Have you ever considered paying a family member to care for you in your later years when you need assistance with your daily activities?
Caring for a family member is a responsibility many people bear in this day and age, and it allows an aging loved one to stay in the home longer and avoid the stress and expense of moving to an assisted living facility. It can also become a source of income for the caregiver, but the arrangement needs to be documented in a formal agreement.
A “caregiver agreement” is a formal contract under which relatives are hired to care for an elderly family member, and if properly drafted and used, it can be a win-win for both children and their elderly parents.

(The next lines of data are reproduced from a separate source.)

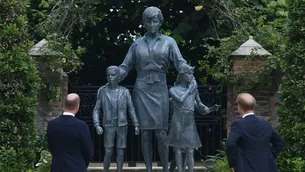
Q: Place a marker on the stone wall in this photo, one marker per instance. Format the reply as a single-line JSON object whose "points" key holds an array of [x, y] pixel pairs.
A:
{"points": [[266, 96]]}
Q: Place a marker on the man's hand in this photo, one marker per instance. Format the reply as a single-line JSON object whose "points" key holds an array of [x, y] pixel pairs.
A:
{"points": [[99, 130], [137, 131]]}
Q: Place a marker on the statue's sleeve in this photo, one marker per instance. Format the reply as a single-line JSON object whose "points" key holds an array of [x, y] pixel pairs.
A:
{"points": [[131, 110], [97, 109], [128, 62], [175, 54]]}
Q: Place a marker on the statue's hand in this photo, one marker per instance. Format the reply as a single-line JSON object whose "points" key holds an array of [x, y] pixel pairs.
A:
{"points": [[137, 131], [193, 85], [99, 130]]}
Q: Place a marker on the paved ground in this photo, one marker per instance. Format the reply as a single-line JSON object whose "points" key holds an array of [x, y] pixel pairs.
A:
{"points": [[140, 167]]}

If a parent may need to rely on Medicaid to cover future nursing-home costs, a family must pay the caregiver in a way that’s permitted under Medicaid law. Since Medicaid is a need-based program, applicants must show that they have limited assets and income, and they are barred, for the most part, from gifting property to meet the standard. In fact, Medicaid law allows the program to “look back” for sixty months to review any transfers of property, including money, and improper transfers may result in a period of ineligibility for benefits.
If a caregiver’s agreement is properly set up, Medicaid may allow these payments and not consider them gifts or improper transfers, but the agreement should:
- Be in place before the services are rendered;
- Document a caregiver’s responsibilities and hours;
- Set a rate of pay that is in line with local costs; and
- Be properly signed and witnessed.
It is important that you consult with an elder law attorney, or Medicaid planning attorney, to make sure any caregiver arrangement is properly structured and carried out, otherwise, there may be unintended consequences.